Spinraza costs $750,000 combined for the first four loading doses – injected directly into the spinal fluid – followed by a maintenance doses given every four months for the rest of the patients life, running about $375,000 a year.
Once injected, the gene therapy provides SMA sufferers with something akin to a helper gene that produces a similar protein to the one they lack.
Some 7,500 people around the world have received Spinraza. It doesn’t cure the disease, it doesn’t work for everyone, and it doesn’t work as well for some as others.
But it’s a shot at improvement.
A NEW DRUG IS SAID TO BE FASTER – BUT IS IT BETTER?

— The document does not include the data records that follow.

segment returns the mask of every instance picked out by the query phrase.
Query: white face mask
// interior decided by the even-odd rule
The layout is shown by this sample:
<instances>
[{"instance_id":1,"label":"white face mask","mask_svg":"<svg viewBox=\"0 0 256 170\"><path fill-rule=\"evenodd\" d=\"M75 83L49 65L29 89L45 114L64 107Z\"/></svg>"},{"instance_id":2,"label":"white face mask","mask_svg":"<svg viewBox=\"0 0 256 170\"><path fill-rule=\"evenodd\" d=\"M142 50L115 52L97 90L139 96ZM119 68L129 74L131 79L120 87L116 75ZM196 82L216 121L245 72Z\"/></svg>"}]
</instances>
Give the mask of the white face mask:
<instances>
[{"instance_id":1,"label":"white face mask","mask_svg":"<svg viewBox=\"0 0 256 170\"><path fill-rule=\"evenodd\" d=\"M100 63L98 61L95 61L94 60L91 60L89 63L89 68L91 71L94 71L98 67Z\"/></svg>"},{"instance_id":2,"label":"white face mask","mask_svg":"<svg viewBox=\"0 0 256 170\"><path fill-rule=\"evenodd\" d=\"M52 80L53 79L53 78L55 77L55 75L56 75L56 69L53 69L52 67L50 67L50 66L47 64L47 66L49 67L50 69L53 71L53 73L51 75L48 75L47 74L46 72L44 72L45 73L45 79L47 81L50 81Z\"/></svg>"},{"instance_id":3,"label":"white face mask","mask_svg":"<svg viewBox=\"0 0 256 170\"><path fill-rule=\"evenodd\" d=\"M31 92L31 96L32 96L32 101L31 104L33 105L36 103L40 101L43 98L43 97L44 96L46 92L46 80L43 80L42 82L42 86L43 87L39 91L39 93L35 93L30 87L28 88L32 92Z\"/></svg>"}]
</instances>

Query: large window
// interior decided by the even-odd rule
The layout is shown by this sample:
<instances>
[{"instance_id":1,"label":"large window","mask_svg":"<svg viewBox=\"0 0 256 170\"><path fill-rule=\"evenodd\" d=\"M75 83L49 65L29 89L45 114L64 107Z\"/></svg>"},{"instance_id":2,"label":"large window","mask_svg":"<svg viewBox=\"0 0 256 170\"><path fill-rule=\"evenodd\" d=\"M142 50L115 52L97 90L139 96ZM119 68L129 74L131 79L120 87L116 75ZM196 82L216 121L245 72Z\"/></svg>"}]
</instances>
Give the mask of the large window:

Now, there may be a different shot on offer, in the form of a single injection of an altered virus in Zolgensma.
Novartis claims the drug will work more quickly and effectively by replacing the exact faulty gene (SMN1) involved in SMA.
But the use of viral vectors for gene therapy can be dangerous – and Novartis has acknowledged that at least one patient death in the small trials – one consisted of 12 patients, another of 15 – it has conducted has died.
‘When you have a very sick patient on a drug who dies, it’s not always easy to determine if it was the disease or the drug,’ says Dr Robert Klitzman, director of Columbia University’s bioethics program, who has written extensively on drug pricing.
‘It’s not clear to me that we have all the information we need to understand how safe and effective each of these drugs are in the short term or the long term.’
Yet Novartis is confident its gene therapy will get the FDA’s approval this month, and it’s already setting its sights on a high price tag.
PRICES ARE GETTING HIGHER WITH EACH NEW RARE DISEASE DRUG – AND THERE’S NO ONE TO STOP IT
Like Spinraza before it, part of the problem with Zolgensma’s price is that ‘much of the research that has eventually led to these drugs was [partially] funded by the government, but the NIH,’ says Dr Klitzman.
‘The drug companies say, “look, individual patients aren’t going to pay for the drugs, the government is”‘ – via Medicaid – ‘but the government isn’t allowed, by law to negotiate drug prices.
‘And these drug companies, which have done a lot of great things and given us a wonderful drug also have contributed enormous sums of money to both political parties and enabled them to pass legislation that has given [the companies] enormous economic power, so as we get new drugs for gene therapy, companies are seeing it as “the sky’s the limit.”‘
In 2018, Novartis made political donations in the US to the tune of $1.14 million, on the books.
Biogen gave over $2.34 in political contributions the same year.
Critics of Big Pharma suspect that those donations to politicians and lobbying bodies may help to ensure that no laws capping drug prices are passed.
‘Are the drug prices too high? Yes. How high should they be? It depends on how effective they are, and we need to see more data to know how high the prices should be,’ says Dr Klitzman.
IS THE FDA’S EXPECTED APPROVAL FOR ZOLGENSMA COMING TOO SOON?
He suspects that the FDA is similarly in the pocket of pharmaceutical companies, where the agency has better access to drug makers’ money.
‘These decisions, ethically, should be based on risk, benefit and relative value for people’s lives, not political viewpoints when they may be paid by PR companies that are pushing for approval,’ Dr Klitzman said.
‘In the FDA’s [likely] passing of both drugs – because I think this is precedent setting – with other disease treatments that are gene therapies – we should be looking at the bottom line: what patients are getting better and for how long.’
Instead, the SMA drugs may be setting a very different trend, in which approvals and prices run wild – and up.
‘These drugs are overpriced and this is becoming an increasing problem is that there’s no upper limit to how much drug companies decide to charge nor, is there a clear standard that is socially agreed upon,’ Dr Klitzman says.